ÇAP HASAN – MUHARREM GÜRDAL

ÇAP HASAN – MUHARREM GÜRDAL

Çap Hasan ne manaya gelir bilmiyorum. Ama herkes onu bu lakapla tanırdı. Bu çaplık; oğlu İsmailede geçmiş. Belki de torunun torununada çap diye sesleniyorlar. Umarım kötü bir manası yoktur. Çap Hasan çocukken Avanos’un Ayhan Köyünden gelmiş çalışmak üzere. Mustafa dedemle çalışıp ona yardım etmesi için.

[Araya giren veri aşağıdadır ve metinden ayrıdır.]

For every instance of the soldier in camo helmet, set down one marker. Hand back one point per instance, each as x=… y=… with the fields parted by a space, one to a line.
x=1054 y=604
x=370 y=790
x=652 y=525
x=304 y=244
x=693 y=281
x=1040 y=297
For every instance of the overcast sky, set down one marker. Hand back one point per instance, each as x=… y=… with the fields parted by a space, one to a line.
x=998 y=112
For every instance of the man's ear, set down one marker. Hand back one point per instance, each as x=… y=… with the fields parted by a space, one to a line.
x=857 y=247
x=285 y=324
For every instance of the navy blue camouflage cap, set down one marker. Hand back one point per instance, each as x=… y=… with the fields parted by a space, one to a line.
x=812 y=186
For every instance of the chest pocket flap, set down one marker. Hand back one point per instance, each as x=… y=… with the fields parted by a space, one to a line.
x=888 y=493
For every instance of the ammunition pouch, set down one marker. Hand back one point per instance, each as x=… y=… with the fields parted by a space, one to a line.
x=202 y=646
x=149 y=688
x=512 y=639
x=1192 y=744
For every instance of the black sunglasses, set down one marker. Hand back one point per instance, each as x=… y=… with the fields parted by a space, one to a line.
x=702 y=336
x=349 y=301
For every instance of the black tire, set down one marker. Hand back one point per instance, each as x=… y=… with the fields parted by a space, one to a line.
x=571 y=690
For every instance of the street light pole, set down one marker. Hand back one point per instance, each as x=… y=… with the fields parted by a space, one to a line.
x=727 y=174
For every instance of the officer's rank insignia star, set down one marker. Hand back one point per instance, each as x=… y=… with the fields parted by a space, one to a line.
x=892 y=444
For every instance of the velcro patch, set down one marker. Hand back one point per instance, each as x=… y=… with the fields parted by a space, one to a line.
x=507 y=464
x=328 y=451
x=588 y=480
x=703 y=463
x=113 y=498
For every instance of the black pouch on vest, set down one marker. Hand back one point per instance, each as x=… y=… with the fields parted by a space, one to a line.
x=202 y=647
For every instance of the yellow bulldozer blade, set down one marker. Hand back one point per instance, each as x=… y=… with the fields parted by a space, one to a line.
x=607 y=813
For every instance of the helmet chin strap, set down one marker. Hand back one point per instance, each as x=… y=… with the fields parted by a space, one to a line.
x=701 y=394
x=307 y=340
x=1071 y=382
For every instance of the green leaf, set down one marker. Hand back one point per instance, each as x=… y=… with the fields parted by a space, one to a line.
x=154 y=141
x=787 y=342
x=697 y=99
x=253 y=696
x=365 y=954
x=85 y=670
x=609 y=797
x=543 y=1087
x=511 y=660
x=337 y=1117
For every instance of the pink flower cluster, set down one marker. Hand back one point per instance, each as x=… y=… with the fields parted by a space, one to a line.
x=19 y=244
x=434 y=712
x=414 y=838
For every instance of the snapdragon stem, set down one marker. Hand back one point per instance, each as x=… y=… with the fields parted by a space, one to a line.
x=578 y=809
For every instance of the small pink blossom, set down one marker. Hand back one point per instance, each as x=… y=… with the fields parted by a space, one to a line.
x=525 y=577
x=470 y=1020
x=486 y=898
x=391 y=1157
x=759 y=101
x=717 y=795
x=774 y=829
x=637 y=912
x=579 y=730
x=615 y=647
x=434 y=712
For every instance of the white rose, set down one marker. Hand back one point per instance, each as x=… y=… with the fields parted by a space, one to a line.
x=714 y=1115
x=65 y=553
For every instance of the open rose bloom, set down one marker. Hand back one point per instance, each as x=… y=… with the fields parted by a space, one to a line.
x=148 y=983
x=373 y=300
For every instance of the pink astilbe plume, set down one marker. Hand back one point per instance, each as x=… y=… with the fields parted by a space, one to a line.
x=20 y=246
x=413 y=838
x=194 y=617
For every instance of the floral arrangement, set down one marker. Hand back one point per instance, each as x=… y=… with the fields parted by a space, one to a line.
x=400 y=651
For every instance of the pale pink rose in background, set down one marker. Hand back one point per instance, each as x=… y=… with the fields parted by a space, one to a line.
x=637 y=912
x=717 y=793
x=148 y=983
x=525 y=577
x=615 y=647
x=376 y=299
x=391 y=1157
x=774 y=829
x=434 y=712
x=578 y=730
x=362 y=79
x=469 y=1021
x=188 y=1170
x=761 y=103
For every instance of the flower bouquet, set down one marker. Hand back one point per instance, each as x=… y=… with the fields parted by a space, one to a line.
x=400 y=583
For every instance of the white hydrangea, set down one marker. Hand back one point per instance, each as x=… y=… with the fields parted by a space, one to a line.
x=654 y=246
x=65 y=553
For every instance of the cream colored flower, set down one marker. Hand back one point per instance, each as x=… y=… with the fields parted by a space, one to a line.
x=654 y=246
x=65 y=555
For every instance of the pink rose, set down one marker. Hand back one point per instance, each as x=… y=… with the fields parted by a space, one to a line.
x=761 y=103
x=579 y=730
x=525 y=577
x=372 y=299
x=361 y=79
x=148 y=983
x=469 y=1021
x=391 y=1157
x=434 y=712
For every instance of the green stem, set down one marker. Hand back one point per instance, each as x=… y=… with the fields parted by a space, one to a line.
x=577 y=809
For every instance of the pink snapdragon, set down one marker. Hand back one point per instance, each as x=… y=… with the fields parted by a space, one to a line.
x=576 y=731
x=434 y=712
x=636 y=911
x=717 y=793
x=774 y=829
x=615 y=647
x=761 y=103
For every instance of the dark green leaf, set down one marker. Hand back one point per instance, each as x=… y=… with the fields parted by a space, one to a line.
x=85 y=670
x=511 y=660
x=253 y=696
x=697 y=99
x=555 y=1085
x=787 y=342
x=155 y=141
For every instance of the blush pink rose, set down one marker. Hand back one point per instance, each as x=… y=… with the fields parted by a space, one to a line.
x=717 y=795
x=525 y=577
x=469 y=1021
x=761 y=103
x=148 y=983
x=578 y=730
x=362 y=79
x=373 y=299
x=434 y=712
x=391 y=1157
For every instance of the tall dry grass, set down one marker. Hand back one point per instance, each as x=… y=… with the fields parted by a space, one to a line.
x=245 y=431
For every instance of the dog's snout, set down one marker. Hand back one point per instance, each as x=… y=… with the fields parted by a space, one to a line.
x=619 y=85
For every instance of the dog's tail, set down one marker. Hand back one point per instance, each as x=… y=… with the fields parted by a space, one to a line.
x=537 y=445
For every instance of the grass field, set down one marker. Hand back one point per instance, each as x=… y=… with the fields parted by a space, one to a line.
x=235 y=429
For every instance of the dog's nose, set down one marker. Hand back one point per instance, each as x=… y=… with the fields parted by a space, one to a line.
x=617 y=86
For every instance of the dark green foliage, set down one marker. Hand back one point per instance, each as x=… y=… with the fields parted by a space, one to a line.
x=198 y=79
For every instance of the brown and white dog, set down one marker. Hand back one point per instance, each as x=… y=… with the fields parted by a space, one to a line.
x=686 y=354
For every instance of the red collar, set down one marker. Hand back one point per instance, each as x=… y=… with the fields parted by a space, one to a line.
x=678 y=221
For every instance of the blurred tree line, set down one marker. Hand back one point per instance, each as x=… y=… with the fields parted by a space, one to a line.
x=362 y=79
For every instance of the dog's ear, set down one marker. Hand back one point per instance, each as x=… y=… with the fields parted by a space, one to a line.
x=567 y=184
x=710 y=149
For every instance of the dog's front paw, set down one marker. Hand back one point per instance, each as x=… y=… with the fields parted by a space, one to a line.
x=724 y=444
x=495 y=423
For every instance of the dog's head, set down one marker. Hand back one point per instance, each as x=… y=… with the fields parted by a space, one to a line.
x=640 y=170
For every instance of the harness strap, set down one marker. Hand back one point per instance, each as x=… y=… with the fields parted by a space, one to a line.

Dedem at arabasıyla nakliyecilik yaparmış. En çok Himmetdede Nevşehir arası çalışırmış. Yeni T.B.M.M yapıldığı zaman at arabasıyla Ankara’ya gider, inşaata yük taşırmış. Dedemin epey bir tarlası varmış. Ama o nakliyeciliği daha çok severmiş. Ölümüde araba kazasından olmuş. Çap Hasan askerlik görevine gidince ona at arabası vermişler. Çap Hasan eskilerin dediği gibi “babayiğit” bir adammış. Ben Çap Hasanı tanıdığım zaman iki sarı öküzü, birde kağnısı vardı. Elindeki uzun sopayla öküzlere ulaşır işaretini verince öküzler anlarlardı. Sanırım dayılarımın ona verdikleri bir tarlaya buğday ekerdi. Çap Hasan ayrıca gözü boş arazilerde olurdu. Çap Hasan’ın karısı birlikte çalıştığı aynı köyden Emsal aba idi. O da çocukken gelmiş. Bu meşakkatli işlerin ucundan tutmuştu. Cömert sevecen bir kadındı bana yumurtlayan bir tavuk hediye etmiş, tavuk sevgisini aşılamıştı. İlkokula başladığım an. Çap Hasan ve karısı Emsal ikisi benzer hastalıktan ölmüştü. Kızılöz çiftliğinde ve Avanos Alaeddin Mahallesi’ndeki toplama taş ve çamurla yapılmış barınakları yıllarca bir anıt gibi durmuştu. Çap Hasan ve eşini unutmadık.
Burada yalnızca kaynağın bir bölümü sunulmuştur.